Measures of reproductive performance
Measures of reproduction commonly used in sheep and goats include age at puberty, age at first lambing/kidding, post-partum interval, parturition interval and fertility indices.
Age at puberty
- It is difficult to have an accurate measure of puberty unless hormonal assays are done at certain intervals (biweekly).
- On experimental stations, puberty may be recorded as the first behavioral estrus observed. This estrus is called pubertal estrus.

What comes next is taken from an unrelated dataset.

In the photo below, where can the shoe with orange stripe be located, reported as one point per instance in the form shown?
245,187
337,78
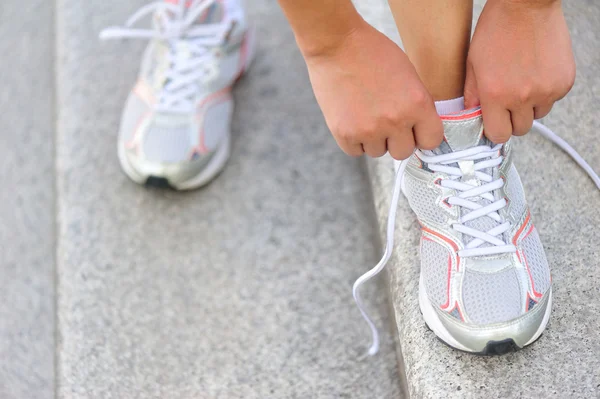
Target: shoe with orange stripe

- The manifestation is not strong and its duration is short, hence, requiring close attention for heat detection.
Age at first lambing/kidding
- This trait can be recorded easily in a farmer’s flock. There is a big variation among production systems and breeds for this trait (12–24 months). It is usually late in animals living in harsh environments.
- Ewes and does giving birth in the dry season have a longer interval compared to those lambing/kidding during the rainy season.
- Ovarian activity in most tropical breeds commences after weaning. Suckling interferes with hypothalamic release of GnRH, provoking a marked suspension in the pulsatile LH release, resulting in extended postnatal anestrous.
- Females at earlier parities take longer than older ones to return to reproductive status.
Parturition interval (Lambing/kidding interval)
- This refers to the number of days between successive parturitions. It is called lambing interval in ewes and kidding interval in does.
- Under normal circumstances (no drought), tropical sheep/goats should be lambing/kidding at least three times in 2 years. For this to be realized, lambing/kidding interval should not exceed 8 months (245 days).
- As the major component of parturition interval is post-partum interval (PPI), accelerated lambing or kidding revolves around manipulating PPI because a shorter PPI will result in a shorter parturition interval.
- Better nutrition and early weaning could impact this measure of reproductive performance.
- Tests on an eight-month lambing interval under controlled mating in Horro sheep has shown acceptable results in both ewe and lamb performance.
- One of the most important ways of increasing offtake rate is through reduction of the parturition interval and, if done with optimal input, this may help in meeting the growing demand of the export trade.
- Various definitions of fertility exist in literature such as conception rate, fecundity, prolificacy, birth rate, etc.
- A general definition of fertility is the number of ewes lambing or does kidding divided by the number of ewes/does mated.
- Fertility is affected by factors such as nutrition, age, diseases and season of mating. In most cases, there is a positive effect of supplementation.
- Supplementation during the mating period (shortly before the mating period and afterwards) could increase the number of ova shed and improve embryo survival.
- This practice is called flushing and is discussed in the nutrition and management sections.
- Age of the ewe or doe is also an important factor.Fertility increases with age, and also starts to decline with old age.
Litter size (LS)
- This is a combination of ovulation rate and embryo survival.
- Litter size (LS) varies between 1.08 and 1.75 with average of 1.38.
- A litter size of 1.93 has been reported in Boer goats. This is said to increase to 2.5 with selection.
- Sheep and goats in the pastoral areas are known to give birth to singles only. This might be due to negative selection that has taken place in the environment.
- Heritability estimates suggest the possibility of genetic improvement in LS through selection.
Seasonality of breeding
- Different sheep and goat breeds have developed in a wide range of environments and have consequently evolved a variety of reproductive strategies to suit these environments.
- Local breeds of sheep and goats in tropical conditions are either non-seasonal breeders or exhibit only a weak seasonality of reproduction.
- Females ovulate and exhibit estrus almost the whole year round, even though short periods of anovulation and anestrous are detected in some females.
- Two main hypotheses can be raised to explain the near-absence of seasonality: either the females are insensitive to photoperiod, or the amplitude of the photoperiodic changes is too small to induce seasonality.